Best answer: Prints of the stylized cat drawings Louis Wain created during his stays at mental health institutions.
posted by ejs at 4:57 PM on September 28, 2015 [1 favorite]


Popular Science would have little illustrated vignettes about various topics, like this one from 1931 concerning a simple test gathering data about a person's aptitude for musical rhythm. If you could find a bunch like that and print them out enlarged and matted and framed, you could even have rotating exhibits where people might stop by as they pass to see what's new.
posted by XMLicious at 5:59 PM on September 28, 2015 [1 favorite]


A box of tissues.
posted by SweetTeaAndABiscuit at 8:26 PM on September 28, 2015 [2 favorites]


a Red Book
posted by j_curiouser at 8:51 PM on September 28, 2015


Calipers, the size of a head
posted by Fiasco da Gama at 9:07 PM on September 28, 2015


My mom is a retired AP psychology teacher, so she has quite the collection of psychology tchotchkes. She has the action figures, the Freudian Slippers, The Great Psychologists Finger Puppets, and Inflatable Scream, just to name a few.

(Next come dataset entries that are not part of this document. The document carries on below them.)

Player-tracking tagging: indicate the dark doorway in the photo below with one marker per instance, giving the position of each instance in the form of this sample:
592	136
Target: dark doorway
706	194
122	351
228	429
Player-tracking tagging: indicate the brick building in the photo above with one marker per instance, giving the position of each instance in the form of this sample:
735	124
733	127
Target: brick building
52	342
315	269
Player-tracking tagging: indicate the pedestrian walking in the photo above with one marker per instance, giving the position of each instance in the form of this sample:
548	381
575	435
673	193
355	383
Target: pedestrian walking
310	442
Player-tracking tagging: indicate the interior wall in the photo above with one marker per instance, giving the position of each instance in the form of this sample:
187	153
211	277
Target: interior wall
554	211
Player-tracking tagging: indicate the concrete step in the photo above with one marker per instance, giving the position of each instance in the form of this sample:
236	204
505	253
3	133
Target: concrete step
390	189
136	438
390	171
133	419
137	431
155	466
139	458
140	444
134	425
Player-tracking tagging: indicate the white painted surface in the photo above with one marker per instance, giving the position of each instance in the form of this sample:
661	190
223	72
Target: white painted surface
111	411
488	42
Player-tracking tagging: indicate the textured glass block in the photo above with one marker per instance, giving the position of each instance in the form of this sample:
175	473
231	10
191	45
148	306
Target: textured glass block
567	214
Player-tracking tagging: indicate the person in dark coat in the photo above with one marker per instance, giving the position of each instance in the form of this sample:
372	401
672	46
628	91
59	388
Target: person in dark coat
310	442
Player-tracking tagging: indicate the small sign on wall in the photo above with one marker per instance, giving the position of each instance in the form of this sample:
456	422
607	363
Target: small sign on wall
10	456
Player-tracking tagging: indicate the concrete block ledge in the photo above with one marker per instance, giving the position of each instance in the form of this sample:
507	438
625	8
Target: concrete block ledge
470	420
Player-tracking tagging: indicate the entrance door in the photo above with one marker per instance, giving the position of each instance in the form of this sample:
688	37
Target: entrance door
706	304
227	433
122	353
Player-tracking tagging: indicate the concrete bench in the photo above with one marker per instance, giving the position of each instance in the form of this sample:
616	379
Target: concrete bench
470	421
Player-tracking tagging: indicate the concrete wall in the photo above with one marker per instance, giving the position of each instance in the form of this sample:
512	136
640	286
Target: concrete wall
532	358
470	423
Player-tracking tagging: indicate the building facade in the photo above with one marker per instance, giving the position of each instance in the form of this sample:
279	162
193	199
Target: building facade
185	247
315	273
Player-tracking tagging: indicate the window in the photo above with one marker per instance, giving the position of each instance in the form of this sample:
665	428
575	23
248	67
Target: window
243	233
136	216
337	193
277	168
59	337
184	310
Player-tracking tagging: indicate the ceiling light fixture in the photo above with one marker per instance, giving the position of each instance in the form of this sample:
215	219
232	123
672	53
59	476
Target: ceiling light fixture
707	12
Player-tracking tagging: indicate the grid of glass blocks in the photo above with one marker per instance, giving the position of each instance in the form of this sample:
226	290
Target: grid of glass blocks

The site I linked to has lots of cool psychology things. : )
posted by SisterHavana at 9:17 PM on September 28, 2015 [1 favorite]


A homunculus!
posted by hydrophonic at 9:37 PM on September 28, 2015


A bell (Pavlov).
A mirror (Lacan).
A gold pocket watch (cheesy images of hypnotherapy).
posted by pheide at 10:01 PM on September 28, 2015


Response by poster: Thanks so much for these -- so many great ideas! We're mainly a teaching institution, so none of our own books, but we do have plenty of opportunities for students to consider ideas. Now I want to try to build wire and cloth mothers...

I marked a few as best, but really appreciate them all.